The vector instructions can't really be farmed out because they can be scattered inline with regular scalar code. A memcopy of a small to medium-sized struct might be compiled into a bunch of 128bit mov for example and then immediately working on that moved struct. If you were to offload that to a different processor waiting on that work to finish would stall the entire pipeline.
Could the compiler create a binary that had those instructions running on multiple processors? I see now I have some googling/reading to do about how you even use multiple processors (not cores) in a program.
> A memcopy of a small to medium-sized struct might be compiled into a bunch of 128bit mov for example and then immediately working on that moved struct
I'm not sure that's true: rep movs is pretty fast these days.
> If you believe this, you won't believe what's in this box[1].
There's a fundamental difference between GPU code and vector CPU instructions, though. GPU shader instructions aren't interwoven with the CPU instructions.

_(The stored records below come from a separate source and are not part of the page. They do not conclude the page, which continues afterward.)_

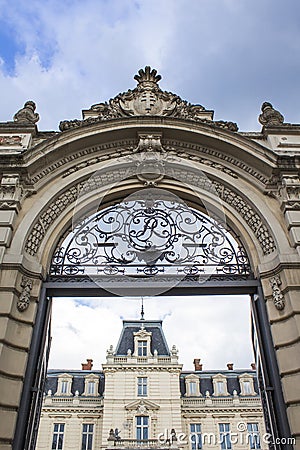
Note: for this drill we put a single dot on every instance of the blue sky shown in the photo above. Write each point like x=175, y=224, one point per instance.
x=229, y=55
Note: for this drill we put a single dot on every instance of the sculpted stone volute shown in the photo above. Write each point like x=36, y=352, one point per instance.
x=270, y=116
x=27, y=114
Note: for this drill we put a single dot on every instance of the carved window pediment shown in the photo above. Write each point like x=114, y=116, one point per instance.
x=138, y=404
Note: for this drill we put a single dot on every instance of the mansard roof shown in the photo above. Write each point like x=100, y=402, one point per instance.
x=158, y=340
x=206, y=380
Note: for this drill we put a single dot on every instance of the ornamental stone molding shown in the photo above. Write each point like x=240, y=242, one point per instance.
x=147, y=99
x=278, y=297
x=10, y=191
x=24, y=299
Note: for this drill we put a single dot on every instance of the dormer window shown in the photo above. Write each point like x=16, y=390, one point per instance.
x=142, y=386
x=91, y=387
x=192, y=385
x=64, y=387
x=142, y=343
x=142, y=348
x=91, y=384
x=246, y=384
x=220, y=385
x=64, y=384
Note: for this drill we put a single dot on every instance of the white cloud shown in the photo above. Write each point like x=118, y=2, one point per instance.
x=215, y=329
x=222, y=54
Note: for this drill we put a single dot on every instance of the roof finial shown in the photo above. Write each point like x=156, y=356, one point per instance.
x=142, y=310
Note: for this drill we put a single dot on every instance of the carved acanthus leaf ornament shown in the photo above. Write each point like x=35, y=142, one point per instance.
x=278, y=297
x=24, y=299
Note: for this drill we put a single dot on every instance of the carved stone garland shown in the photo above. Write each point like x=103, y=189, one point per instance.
x=24, y=299
x=278, y=296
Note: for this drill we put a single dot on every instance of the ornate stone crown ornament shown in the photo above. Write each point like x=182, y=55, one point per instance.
x=27, y=114
x=269, y=116
x=147, y=99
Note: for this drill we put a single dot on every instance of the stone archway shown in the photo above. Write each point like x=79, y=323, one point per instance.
x=146, y=137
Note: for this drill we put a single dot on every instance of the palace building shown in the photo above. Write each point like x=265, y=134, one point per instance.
x=143, y=399
x=148, y=194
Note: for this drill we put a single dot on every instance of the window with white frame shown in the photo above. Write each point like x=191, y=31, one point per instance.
x=58, y=436
x=247, y=387
x=247, y=384
x=142, y=428
x=87, y=436
x=142, y=386
x=142, y=348
x=253, y=435
x=64, y=387
x=220, y=384
x=225, y=441
x=220, y=387
x=196, y=437
x=91, y=384
x=64, y=384
x=192, y=385
x=91, y=387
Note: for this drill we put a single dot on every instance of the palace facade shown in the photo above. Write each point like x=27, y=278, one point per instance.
x=143, y=399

Yes, if you restrict yourself to not arbitrarily mixing the vector code with the non-vector code, you can put the vector code off in a dedicated processor (GPU in this case). The GP explicitly stated that a lack of this restriction prevents efficiently farming it off to a coprocessor.

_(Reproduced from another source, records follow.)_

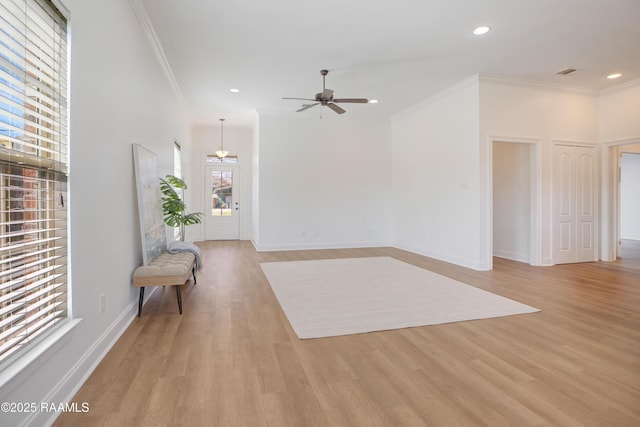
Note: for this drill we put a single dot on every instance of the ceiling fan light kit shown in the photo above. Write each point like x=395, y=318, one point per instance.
x=326, y=99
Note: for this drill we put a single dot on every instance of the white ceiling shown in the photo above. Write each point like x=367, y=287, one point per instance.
x=400, y=52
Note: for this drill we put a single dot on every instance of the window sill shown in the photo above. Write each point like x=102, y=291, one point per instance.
x=22, y=367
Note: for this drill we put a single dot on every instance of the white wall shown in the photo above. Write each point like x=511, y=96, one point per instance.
x=239, y=142
x=511, y=110
x=619, y=109
x=119, y=95
x=630, y=196
x=436, y=177
x=322, y=182
x=512, y=201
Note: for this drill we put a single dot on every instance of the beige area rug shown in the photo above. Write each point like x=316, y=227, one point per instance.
x=333, y=297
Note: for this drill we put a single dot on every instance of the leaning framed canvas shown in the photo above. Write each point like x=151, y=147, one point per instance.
x=152, y=229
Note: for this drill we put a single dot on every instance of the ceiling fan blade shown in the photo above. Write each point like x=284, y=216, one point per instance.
x=352, y=100
x=326, y=94
x=335, y=108
x=306, y=107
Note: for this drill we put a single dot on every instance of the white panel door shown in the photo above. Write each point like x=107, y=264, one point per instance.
x=574, y=204
x=222, y=210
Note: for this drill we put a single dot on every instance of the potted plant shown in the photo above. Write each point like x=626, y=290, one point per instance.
x=173, y=207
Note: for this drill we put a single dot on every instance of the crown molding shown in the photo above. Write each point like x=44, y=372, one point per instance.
x=515, y=81
x=152, y=37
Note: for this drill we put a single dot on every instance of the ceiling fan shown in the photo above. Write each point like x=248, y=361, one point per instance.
x=325, y=98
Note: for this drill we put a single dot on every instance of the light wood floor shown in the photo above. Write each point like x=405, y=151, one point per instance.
x=232, y=359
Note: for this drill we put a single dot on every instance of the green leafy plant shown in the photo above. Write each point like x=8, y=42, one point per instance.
x=173, y=207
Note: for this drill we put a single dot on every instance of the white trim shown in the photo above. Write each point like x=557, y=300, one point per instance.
x=463, y=262
x=515, y=81
x=609, y=197
x=535, y=236
x=307, y=246
x=70, y=383
x=23, y=367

> I'm not sure that's true: rep movs is pretty fast these days.
That's only true if you target skylake and newer. If you target generic x86_64 then compilers will only emit rep mov for long copies due to some CPUs having a high baseline cost for it. There's some linker magic that might get you some optimized version when you callq memcpy, but that doesn't help with inlined copies.
That is irrelevant. The default target of compilers is some conservative minimum profile. Any binary you download is compiled for wide compatibility, not to run on your computer only.
That’s different. Rendering happens entirely on the GPU, so the only data transfer is a one-way DMA stream containing scene primitives and instructions.
There's absolutely no reason it _has_ to be one-way: It's not like the CPU intrinsically speaks x86_64 or is directly attached to memory anyway. When inventing a new ISA we can do anything.
And if we're talking about memcpy over (small) ranges that are likely still in L1 you're definitely not going to notice the difference.